Per di più, se si considera che il rito romano antico è
perfettamente legittimo nella Chiesa, conformemente ai recenti documenti
del Magistero, il Codice di Diritto Canonico fornisce le basi per una soluzione:
il canone 213 dà ai fedeli il diritto di ricevere dai loro pastori
i sacramenti, il canone 214 dà loro il diritto al rito proprio e
alla loro specifica spiritualità, il canone 923 permette ai fedeli
di assistere alla messa in qualunque rito, il canone 383 § 2 incarica
i vescovi di soddisfare ai bisogni spirituali dei fedeli di altri riti,
e il canone 518 permette la creazione di parrocchie personali in ragione
del rito; con la buona volontà, la comprensione e lo spirito cattolico
da ambo le parti avremo la soluzione del problema. Ma io ricordo ai fedeli
che noi dobbiamo conservare la liturgia tradizionale come la nostra autentica
professione di fede cattolica, in perfetta comunione con il Santo Padre
e la gerarchia cattolica, e non in opposizione a loro.
L. N. - Come considera l’avvenire della questione liturgica nella
Chiesa latina? Che pensa delle analisi del cardinale Ratzinger che raccomanda
una “riforma della riforma” per giungere all’unità liturgica del
rito romano?
M. R. - E’ chiaro che noi aspiriamo ad una liturgia che sia
la chiara e autentica espressione della nostra fede cattolica: lex credendi
legem statuat suplicandi. Anche conservando, con la facoltà concessaci
dal Santo Padre, il rito romano classico come rito proprio della nostra
Amministrazione, in perfetta comunione con la cattedra di Pietro, l’amore
cha abbiamo per la Santa Chiesa ci induce a desiderare la riforma della
riforma liturgica, poiché le imprecisioni di quest’ultima possono
lasciare àdito a molti abusi e anche a degli errori dottrinali.

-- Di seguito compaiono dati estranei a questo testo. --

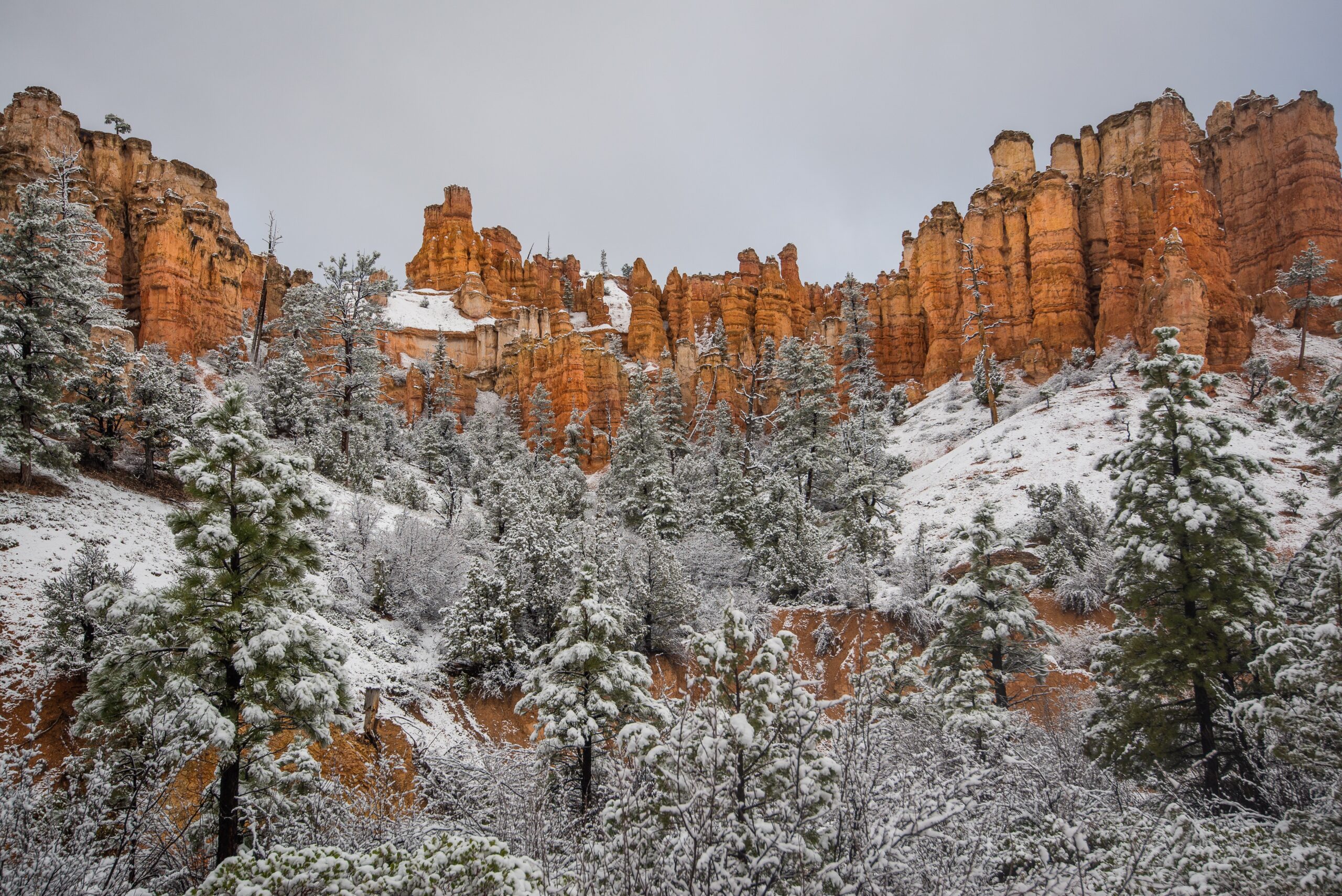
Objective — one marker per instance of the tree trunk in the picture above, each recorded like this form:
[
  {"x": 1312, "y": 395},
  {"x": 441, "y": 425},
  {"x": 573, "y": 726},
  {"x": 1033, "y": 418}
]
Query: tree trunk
[
  {"x": 1305, "y": 328},
  {"x": 586, "y": 782},
  {"x": 230, "y": 772},
  {"x": 999, "y": 679}
]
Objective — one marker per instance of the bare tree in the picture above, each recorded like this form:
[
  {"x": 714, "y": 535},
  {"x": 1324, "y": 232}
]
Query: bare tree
[
  {"x": 273, "y": 239},
  {"x": 981, "y": 322},
  {"x": 1306, "y": 267}
]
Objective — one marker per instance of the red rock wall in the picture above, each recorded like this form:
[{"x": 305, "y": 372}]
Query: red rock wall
[{"x": 186, "y": 275}]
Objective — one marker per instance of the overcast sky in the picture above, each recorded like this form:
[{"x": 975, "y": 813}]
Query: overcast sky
[{"x": 678, "y": 132}]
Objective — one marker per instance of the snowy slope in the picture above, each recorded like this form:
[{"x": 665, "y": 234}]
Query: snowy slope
[
  {"x": 44, "y": 532},
  {"x": 960, "y": 460},
  {"x": 428, "y": 310}
]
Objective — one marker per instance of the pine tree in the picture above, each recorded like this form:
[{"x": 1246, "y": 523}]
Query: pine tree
[
  {"x": 1192, "y": 578},
  {"x": 481, "y": 628},
  {"x": 740, "y": 782},
  {"x": 339, "y": 322},
  {"x": 53, "y": 263},
  {"x": 670, "y": 405},
  {"x": 586, "y": 682},
  {"x": 990, "y": 633},
  {"x": 787, "y": 541},
  {"x": 233, "y": 639},
  {"x": 164, "y": 403},
  {"x": 74, "y": 631},
  {"x": 288, "y": 393},
  {"x": 641, "y": 482},
  {"x": 102, "y": 400},
  {"x": 1307, "y": 268},
  {"x": 803, "y": 441},
  {"x": 733, "y": 496},
  {"x": 540, "y": 434}
]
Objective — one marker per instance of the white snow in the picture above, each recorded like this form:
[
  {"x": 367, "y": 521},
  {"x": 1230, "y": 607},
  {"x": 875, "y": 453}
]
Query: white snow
[
  {"x": 618, "y": 304},
  {"x": 430, "y": 310},
  {"x": 960, "y": 460}
]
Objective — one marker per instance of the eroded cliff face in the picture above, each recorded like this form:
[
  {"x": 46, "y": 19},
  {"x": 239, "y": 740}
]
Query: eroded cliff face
[
  {"x": 1142, "y": 220},
  {"x": 185, "y": 274}
]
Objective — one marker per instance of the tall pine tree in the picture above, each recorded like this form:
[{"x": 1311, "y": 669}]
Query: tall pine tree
[
  {"x": 233, "y": 639},
  {"x": 1192, "y": 578},
  {"x": 53, "y": 263}
]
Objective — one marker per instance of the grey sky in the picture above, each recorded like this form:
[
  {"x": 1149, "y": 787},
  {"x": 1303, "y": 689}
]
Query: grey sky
[{"x": 681, "y": 132}]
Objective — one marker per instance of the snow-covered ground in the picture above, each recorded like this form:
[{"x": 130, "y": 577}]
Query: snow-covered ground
[
  {"x": 961, "y": 462},
  {"x": 430, "y": 310}
]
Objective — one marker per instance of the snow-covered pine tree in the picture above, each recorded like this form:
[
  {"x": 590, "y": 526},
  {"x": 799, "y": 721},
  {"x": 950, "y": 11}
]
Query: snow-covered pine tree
[
  {"x": 658, "y": 592},
  {"x": 1307, "y": 268},
  {"x": 164, "y": 403},
  {"x": 53, "y": 263},
  {"x": 75, "y": 633},
  {"x": 439, "y": 383},
  {"x": 733, "y": 495},
  {"x": 339, "y": 322},
  {"x": 739, "y": 784},
  {"x": 587, "y": 683},
  {"x": 990, "y": 636},
  {"x": 803, "y": 443},
  {"x": 1194, "y": 581},
  {"x": 288, "y": 393},
  {"x": 787, "y": 539},
  {"x": 641, "y": 483},
  {"x": 102, "y": 400},
  {"x": 233, "y": 638},
  {"x": 481, "y": 628}
]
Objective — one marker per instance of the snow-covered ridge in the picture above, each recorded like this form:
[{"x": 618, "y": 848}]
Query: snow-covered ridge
[{"x": 430, "y": 310}]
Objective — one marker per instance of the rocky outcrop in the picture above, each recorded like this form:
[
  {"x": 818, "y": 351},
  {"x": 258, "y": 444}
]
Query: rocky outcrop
[{"x": 186, "y": 277}]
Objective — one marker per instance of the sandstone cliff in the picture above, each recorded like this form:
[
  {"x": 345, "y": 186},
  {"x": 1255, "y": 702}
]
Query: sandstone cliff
[{"x": 185, "y": 274}]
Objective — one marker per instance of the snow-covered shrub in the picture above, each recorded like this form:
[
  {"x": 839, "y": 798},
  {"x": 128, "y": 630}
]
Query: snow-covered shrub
[
  {"x": 442, "y": 864},
  {"x": 74, "y": 631},
  {"x": 403, "y": 489}
]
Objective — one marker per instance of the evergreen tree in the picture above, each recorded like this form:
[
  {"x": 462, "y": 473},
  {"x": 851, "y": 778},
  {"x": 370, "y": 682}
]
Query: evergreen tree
[
  {"x": 980, "y": 380},
  {"x": 1192, "y": 578},
  {"x": 481, "y": 628},
  {"x": 803, "y": 443},
  {"x": 1307, "y": 268},
  {"x": 339, "y": 322},
  {"x": 641, "y": 482},
  {"x": 164, "y": 403},
  {"x": 659, "y": 595},
  {"x": 990, "y": 633},
  {"x": 740, "y": 782},
  {"x": 74, "y": 631},
  {"x": 670, "y": 405},
  {"x": 233, "y": 639},
  {"x": 586, "y": 682},
  {"x": 288, "y": 393},
  {"x": 540, "y": 434},
  {"x": 788, "y": 541},
  {"x": 53, "y": 263},
  {"x": 576, "y": 446},
  {"x": 102, "y": 400}
]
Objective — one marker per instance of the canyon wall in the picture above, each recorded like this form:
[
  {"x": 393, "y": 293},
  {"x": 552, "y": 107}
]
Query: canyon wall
[
  {"x": 1144, "y": 220},
  {"x": 186, "y": 277}
]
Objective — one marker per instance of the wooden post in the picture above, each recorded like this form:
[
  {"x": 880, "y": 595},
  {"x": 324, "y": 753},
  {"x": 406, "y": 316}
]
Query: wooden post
[{"x": 372, "y": 697}]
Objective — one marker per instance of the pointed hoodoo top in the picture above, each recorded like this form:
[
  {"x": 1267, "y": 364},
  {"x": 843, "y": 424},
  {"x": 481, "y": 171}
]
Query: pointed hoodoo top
[{"x": 1014, "y": 157}]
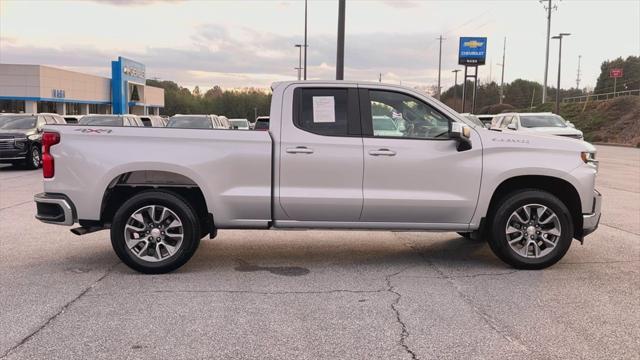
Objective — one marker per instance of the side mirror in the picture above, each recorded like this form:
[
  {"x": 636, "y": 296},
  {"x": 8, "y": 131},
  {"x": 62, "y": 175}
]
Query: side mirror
[{"x": 462, "y": 134}]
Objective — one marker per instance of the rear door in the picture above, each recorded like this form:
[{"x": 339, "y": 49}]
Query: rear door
[
  {"x": 415, "y": 175},
  {"x": 321, "y": 162}
]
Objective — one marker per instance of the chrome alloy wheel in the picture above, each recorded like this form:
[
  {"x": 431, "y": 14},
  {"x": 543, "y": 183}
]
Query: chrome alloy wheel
[
  {"x": 154, "y": 233},
  {"x": 533, "y": 231}
]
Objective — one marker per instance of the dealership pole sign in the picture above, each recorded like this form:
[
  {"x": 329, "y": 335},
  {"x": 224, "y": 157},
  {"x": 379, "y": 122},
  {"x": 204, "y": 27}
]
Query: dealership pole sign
[
  {"x": 615, "y": 74},
  {"x": 471, "y": 53}
]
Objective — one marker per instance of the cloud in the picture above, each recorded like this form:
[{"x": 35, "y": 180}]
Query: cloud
[
  {"x": 401, "y": 4},
  {"x": 243, "y": 57}
]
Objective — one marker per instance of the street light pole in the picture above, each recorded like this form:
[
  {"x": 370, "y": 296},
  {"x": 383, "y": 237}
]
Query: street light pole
[
  {"x": 299, "y": 68},
  {"x": 440, "y": 38},
  {"x": 340, "y": 50},
  {"x": 305, "y": 39},
  {"x": 559, "y": 37},
  {"x": 455, "y": 83}
]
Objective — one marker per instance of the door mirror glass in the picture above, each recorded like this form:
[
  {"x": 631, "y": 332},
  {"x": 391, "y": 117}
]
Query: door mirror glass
[{"x": 462, "y": 134}]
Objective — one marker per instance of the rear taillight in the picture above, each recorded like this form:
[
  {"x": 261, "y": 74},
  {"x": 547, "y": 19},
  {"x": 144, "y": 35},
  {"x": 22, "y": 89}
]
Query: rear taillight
[{"x": 48, "y": 140}]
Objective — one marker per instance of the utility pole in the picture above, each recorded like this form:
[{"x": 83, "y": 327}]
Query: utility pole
[
  {"x": 299, "y": 68},
  {"x": 578, "y": 75},
  {"x": 440, "y": 38},
  {"x": 504, "y": 49},
  {"x": 559, "y": 37},
  {"x": 305, "y": 40},
  {"x": 547, "y": 7},
  {"x": 455, "y": 83},
  {"x": 340, "y": 50}
]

In questo senso noi appoggiamo vivamente gli sforzi del cardinale Ratzinger,
i quali, se veramente ben seguiti, possono condurre la liturgia del rito
romano alla desiderata unità.
Appendice
Canoni richiamati da Mons. Rifan.
Can. 213 I fedeli hanno il diritto di ricevere dai sacri
Pastori gli aiuti derivanti dai beni spirituali della Chiesa, soprattutto
dalla parola di Dio e dai sacramenti.
Can. 214 I fedeli hanno il diritto di rendere culto a Dio
secondo le disposizioni del proprio rito approvato dai legittimi Pastori
della Chiesa e di seguire un proprio metodo di vita spirituale, che sia
però conforme alla dottrina della Chiesa.
Can. 923 I fedeli possono partecipare al Sacrificio eucaristico
e ricevere la sacra comunione in qualunque rito cattolico, fermo restando
il disposto del can. 844.
(Can. 844 - § 2 Ogniqualvolta una necessità lo esiga
o una vera utilità spirituale lo consigli e purché sia evitato
il pericolo di errore o di indifferentismo, è lecito ai fedeli,
ai quali sia fisicamente o moralmente impossibile accedere al ministro
cattolico, ricevere i sacramenti della penitenza, dell’Eucarestia e dell’unzione
degli infermi da ministri non cattolici, nella cui Chiesa sono validi i
predetti sacramenti.)
Can. 383 § 1 - Nell’esercizio del suo ufficio di pastore,
il Vescovo diocesano si mostri sollecito nei confronti di tutti i fedeli
che sono affidati alla sua cura, di qualsiasi età, condizione o
nazione, sia di coloro che abitano nel territorio sia di coloro che vi
si trovano temporaneamente, rivolgendosi con animo apostolico anche verso
coloro che per la loro situazione di vita non possono usufruire sufficientemente
della cura pastorale ordinaria, come pure verso quelli che si sono allontanati
dalla pratica religiosa.
§ 2 Se ha nella propria diocesi fedeli di rito diverso,
provveda alle loro necessità spirituali sia mediante sacerdoti o
parrocchie del medesimo rito, sia mediante un Vicario episcopale.
Can. 518 Come regola generale, la parrocchia sia territoriale,
tale cioè che comprenda tutti i fedeli di un determinato territorio;
dove però risulti opportuno, vengano costituite parrocchie personali,
sulla base del rito, della lingua, della nazionalità dei fedeli
di un territorio, oppure anche sulla base di altri criteri.